There are 4,000 different kinds found ubiquitously
in foods of plant origin, but berries are packed with them,
possessing powerful antioxidant, anti-inflammatory properties,
and there’s a subset of a subset called anthocyanidins,
natural blue-purple pigments uniquely and specifically capable
of both crossing the blood–brain barrier
and localizing inside brain regions involved in learning and memory.
And that’s where we need it.
The brain takes up less than like 2% of the body weight,
but may burn up to 50% of the body’s fuel,
creating a potential firestorm of free radicals.
So maybe these brain-seeking phytonutrients in berries
could fight oxidation, inflammation, and increase blood flow.
So, this raised a thought-provoking idea.
Maybe a nutritional intervention with blueberries
may be beneficial in forestalling or even reversing
the neurological changes associated with aging.
So did researchers give blueberries to people and see what happened?
No, as I noted in an earlier video, they gave blueberries to rats.
It would be a decade before the first human trial.
But it worked!
"Blueberry Supplementation Improves Memory in Older Adults"
suggesting that consistent supplementation with blueberries
may offer an approach to forestall or mitigate
brain degeneration with age.
What other blue/purple foods can we try?
Concord grape juice had a similar benefit,
improving verbal learning,
suggesting that supplementation with purple grape juice
may enhance cognitive function in older adults with early memory decline.
Why use juice and not whole concord grapes?
Because then you couldn’t design a placebo
that looked and tasted exactly the same
to rule out the very real and powerful placebo effect.
And also, because it was funded by the Welch’s grape juice company.
This effect was confirmed in a follow-up study ,
showing for the first time an increase in neural activation
in parts of the brain associated with memory using functional MRI scans.
But this brain scan study was tiny, just 4 people in each group.
And same problem in the blueberry study –
it just had 9 people in it.
Why haven’t large population-based studies been done?
Because we haven’t had good databases
on where these phytonutrients are found.
We know how much vitamin C is in a blueberry,
but not how much anthocyanidin, ...until now.

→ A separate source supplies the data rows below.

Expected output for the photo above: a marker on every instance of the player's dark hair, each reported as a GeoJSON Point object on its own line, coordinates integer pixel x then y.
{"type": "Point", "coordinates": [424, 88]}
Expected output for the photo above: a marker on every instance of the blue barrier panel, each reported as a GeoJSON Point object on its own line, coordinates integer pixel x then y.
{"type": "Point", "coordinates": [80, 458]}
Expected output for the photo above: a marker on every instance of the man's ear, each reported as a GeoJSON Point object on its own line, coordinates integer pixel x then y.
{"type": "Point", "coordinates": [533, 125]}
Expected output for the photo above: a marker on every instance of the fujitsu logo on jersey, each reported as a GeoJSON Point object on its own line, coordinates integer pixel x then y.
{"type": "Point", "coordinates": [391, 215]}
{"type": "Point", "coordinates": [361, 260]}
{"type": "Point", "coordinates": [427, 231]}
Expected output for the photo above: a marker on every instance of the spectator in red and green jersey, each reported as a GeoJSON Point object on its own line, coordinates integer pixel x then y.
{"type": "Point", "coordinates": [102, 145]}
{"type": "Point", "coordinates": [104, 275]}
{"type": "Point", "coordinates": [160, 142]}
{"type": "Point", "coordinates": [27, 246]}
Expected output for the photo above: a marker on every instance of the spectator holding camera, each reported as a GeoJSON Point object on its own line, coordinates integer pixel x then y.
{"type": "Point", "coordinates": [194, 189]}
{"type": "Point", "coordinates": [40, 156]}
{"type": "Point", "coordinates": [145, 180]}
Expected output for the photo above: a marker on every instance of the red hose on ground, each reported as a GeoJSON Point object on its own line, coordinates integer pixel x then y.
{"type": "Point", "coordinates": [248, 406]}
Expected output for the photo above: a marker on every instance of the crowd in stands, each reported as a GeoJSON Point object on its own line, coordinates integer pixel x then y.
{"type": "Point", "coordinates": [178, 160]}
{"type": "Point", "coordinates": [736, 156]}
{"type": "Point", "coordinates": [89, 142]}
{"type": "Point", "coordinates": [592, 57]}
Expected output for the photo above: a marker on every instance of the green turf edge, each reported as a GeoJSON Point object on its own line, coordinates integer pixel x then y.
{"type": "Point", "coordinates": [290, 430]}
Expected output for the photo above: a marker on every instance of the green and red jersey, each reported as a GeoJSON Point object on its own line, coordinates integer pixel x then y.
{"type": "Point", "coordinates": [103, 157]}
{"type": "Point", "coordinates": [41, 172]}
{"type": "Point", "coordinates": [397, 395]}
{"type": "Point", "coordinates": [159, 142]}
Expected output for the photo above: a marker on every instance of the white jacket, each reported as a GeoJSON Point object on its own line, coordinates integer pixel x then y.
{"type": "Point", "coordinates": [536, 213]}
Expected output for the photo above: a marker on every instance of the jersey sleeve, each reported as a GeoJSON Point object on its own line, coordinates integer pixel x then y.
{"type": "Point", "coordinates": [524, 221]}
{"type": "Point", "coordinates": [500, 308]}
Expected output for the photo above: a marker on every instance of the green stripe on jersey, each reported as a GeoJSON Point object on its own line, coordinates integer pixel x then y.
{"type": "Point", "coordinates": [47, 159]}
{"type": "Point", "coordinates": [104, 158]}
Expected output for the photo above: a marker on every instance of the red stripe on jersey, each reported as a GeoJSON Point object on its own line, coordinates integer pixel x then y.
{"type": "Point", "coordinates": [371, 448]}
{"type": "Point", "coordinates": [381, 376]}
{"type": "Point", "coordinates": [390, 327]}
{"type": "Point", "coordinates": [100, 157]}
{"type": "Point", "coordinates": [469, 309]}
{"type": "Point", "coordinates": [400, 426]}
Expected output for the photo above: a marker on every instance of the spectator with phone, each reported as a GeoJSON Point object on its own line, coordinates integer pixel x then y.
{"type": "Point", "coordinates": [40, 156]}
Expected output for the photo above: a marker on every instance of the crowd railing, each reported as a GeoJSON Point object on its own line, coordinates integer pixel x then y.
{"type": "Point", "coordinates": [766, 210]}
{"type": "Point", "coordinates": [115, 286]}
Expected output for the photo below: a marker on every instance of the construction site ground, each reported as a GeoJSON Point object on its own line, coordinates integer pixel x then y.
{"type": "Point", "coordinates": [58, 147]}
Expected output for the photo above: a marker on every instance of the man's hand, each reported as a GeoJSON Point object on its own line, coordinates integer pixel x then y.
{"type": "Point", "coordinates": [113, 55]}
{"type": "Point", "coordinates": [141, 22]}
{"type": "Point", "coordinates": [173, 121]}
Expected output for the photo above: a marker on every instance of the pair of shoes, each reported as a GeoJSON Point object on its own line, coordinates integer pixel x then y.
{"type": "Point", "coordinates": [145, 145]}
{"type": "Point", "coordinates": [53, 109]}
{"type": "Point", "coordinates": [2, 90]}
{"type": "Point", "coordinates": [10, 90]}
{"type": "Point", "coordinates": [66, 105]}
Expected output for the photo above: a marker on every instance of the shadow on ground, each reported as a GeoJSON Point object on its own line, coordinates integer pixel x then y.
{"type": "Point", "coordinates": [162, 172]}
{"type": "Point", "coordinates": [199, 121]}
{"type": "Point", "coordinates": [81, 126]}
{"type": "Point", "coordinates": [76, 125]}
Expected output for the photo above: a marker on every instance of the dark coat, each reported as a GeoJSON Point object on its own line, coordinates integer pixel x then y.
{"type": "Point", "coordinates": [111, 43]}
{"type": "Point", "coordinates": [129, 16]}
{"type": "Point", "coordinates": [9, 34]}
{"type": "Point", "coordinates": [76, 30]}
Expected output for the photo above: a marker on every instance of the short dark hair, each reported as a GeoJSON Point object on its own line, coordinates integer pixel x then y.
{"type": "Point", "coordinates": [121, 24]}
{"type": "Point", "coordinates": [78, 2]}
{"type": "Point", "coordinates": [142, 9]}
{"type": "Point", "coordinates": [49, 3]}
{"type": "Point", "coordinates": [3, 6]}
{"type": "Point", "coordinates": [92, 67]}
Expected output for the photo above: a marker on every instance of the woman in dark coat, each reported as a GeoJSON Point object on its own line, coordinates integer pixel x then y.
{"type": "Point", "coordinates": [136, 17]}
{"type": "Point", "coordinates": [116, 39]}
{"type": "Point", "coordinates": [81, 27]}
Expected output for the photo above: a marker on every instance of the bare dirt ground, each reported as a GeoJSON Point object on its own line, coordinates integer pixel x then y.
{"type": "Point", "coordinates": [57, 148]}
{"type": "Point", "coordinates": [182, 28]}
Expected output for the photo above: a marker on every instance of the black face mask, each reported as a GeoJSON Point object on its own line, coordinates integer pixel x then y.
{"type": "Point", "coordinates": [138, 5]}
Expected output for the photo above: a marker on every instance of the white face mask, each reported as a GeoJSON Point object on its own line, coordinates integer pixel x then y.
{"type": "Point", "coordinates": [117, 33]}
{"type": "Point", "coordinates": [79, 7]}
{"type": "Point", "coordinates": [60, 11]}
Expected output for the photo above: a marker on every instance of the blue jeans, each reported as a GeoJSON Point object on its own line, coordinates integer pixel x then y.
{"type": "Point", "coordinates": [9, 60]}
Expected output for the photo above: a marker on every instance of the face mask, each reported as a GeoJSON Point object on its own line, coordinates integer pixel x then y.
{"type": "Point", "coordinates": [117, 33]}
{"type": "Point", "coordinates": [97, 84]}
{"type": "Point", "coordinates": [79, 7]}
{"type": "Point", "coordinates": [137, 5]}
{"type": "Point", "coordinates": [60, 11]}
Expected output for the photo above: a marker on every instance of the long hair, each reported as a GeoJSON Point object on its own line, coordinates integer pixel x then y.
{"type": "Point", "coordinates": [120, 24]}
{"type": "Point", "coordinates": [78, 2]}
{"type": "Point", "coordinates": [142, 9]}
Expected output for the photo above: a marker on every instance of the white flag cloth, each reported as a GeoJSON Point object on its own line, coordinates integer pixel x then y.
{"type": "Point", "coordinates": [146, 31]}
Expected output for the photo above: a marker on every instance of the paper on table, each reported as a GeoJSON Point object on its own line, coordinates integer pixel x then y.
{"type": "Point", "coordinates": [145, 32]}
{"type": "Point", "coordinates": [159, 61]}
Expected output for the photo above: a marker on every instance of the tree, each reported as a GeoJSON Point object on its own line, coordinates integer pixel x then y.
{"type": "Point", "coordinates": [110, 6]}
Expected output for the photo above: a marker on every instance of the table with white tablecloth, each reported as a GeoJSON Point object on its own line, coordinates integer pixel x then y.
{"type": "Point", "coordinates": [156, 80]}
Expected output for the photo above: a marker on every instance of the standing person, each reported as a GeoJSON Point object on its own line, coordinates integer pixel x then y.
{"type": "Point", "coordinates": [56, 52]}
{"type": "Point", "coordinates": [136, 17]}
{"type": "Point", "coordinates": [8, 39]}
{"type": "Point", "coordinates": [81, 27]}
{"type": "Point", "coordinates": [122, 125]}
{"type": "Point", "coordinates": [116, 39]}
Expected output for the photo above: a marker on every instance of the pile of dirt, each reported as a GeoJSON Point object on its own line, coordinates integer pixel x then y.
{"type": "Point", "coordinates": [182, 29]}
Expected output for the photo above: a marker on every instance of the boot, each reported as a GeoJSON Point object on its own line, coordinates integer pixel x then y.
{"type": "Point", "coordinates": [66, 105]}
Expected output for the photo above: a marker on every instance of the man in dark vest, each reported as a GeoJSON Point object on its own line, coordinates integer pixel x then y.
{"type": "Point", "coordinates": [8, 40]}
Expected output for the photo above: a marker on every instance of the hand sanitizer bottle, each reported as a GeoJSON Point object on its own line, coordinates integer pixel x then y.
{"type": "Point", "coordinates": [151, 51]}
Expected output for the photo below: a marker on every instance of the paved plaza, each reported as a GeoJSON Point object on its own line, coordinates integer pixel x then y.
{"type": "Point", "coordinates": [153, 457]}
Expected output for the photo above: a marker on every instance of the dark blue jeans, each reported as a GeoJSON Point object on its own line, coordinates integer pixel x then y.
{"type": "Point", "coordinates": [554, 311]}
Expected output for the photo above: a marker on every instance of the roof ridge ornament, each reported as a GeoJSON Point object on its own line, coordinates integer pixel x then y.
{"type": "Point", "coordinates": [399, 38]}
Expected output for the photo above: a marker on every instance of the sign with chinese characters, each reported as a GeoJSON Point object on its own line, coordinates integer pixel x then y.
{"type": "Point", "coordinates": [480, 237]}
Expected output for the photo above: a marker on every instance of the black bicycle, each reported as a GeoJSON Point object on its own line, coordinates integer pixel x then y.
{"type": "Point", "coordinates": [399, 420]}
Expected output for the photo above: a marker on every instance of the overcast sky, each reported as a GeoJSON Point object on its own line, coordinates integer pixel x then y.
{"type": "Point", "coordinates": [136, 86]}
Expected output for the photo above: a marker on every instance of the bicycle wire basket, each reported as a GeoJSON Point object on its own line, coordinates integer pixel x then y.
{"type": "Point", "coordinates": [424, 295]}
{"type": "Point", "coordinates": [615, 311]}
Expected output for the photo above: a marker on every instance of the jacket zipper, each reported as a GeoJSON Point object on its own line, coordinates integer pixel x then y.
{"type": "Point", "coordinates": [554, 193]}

The Harvard Nurse’s Health Study
followed the cognitive function of more than 16,000 women for years,
and found that higher, long-term consumption of berries
was associated with significantly slower rates of cognitive decline
in this cohort of older women,
even after careful consideration of confounding by socioeconomic status,
meaning even after taking into account the fact that rich people eat more berries.
The first population-based evidence that greater intakes
of blueberries and strawberries were highly associated
with slower rates of cognitive decline,
and not just by a little bit.
The magnitude of associations were equivalent
to the cognitive differences that one might observe
in women up to 2 and a half years apart in age.
In other words, women with higher intake of berries
appeared to have delayed cognitive aging by as much as 2 1/2 years.
Why not just take some kind of anthocyanidin supplement?
Because there hasn’t been a single study that found any kind of cognitive benefit
just giving these single phytonutrients. In fact the opposite.
Whole blueberries appear to be more effective than individual components,
showing that the whole is greater than the sum of its parts.
These findings potentially have substantial public health implications,
as increasing berry intake represents a fairly simple dietary modification
to test in older adults for maintaining brain function.